The Golden Man
- Cover of the first edition
- Author: Philip K. Dick
- Language: English
- Genre: Science fiction
- Publisher: Berkley Books
- Publication date: 1980
- Publication place: United States
- Media type: Print (paperback)
- Pages: 337 pp
- ISBN: 0-425-04288-X
- OCLC: 6687762

= The Golden Man (collection) =

Short story collection by Philip K. Dick

The Golden Man is a collection of science fiction stories by American writer Philip K. Dick.

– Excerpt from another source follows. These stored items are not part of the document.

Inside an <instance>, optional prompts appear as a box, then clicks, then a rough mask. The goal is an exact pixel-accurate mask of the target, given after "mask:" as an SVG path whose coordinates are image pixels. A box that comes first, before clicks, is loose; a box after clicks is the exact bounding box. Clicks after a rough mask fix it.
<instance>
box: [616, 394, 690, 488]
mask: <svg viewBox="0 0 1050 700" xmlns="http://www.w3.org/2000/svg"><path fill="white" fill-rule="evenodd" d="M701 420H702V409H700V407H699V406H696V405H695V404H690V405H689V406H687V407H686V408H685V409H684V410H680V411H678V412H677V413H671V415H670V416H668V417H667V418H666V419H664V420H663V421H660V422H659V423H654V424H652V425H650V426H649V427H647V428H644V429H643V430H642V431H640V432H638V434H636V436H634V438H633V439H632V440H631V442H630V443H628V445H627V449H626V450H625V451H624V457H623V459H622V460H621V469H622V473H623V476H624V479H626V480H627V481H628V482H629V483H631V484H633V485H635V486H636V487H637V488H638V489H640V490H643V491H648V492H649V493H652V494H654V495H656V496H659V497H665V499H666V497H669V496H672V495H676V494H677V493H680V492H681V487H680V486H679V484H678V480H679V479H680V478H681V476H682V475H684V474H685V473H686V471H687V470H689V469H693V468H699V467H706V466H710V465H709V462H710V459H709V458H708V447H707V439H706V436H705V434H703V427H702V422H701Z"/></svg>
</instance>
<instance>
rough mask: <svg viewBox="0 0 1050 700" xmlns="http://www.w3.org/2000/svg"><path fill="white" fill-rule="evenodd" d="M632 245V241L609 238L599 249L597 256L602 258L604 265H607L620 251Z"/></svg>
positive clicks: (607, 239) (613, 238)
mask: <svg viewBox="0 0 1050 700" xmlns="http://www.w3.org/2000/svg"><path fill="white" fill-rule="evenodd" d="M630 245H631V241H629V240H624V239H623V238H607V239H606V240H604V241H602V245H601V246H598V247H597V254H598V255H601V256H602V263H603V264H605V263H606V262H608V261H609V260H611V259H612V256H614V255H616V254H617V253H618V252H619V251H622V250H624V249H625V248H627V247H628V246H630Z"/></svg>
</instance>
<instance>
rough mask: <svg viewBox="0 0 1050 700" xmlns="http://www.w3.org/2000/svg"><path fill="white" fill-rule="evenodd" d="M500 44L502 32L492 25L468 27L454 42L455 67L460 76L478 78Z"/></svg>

It was first published by Berkley Books in 1980. The stories had originally appeared in the magazines If, Galaxy Science Fiction, Beyond Fantasy Fiction, Worlds of Tomorrow, Science Fiction Stories, Orbit Science Fiction, Future, Amazing Stories and Fantasy and Science Fiction

==Contents==

- Foreword, by Mark Hurst
- Introduction, by Philip K. Dick
- "The Golden Man" (1954)
- "Return Match" (1967)
- "The King of the Elves" (1953)
- "The Mold of Yancy" (1955)
- "Not By Its Cover" (1968)
- "The Little Black Box" (1964)
- "The Unreconstructed M" (1957)
- "The War with the Fnools" (1964)
- "The Last of the Masters" (1954)
- "Meddler" (1954)
- "A Game of Unchance" (1964)
- "Sales Pitch" (1954)
- "Precious Artifact" (1964)
- "Small Town" (1954)
- "The Pre-persons" (1974)
- Story Notes
- Afterword

==Reception==
Thomas M. Disch reported that the collection included a wide range of work, from some of Dick's best to outright "turkeys", concluding "Dick is of that stature where even his failures merit publication."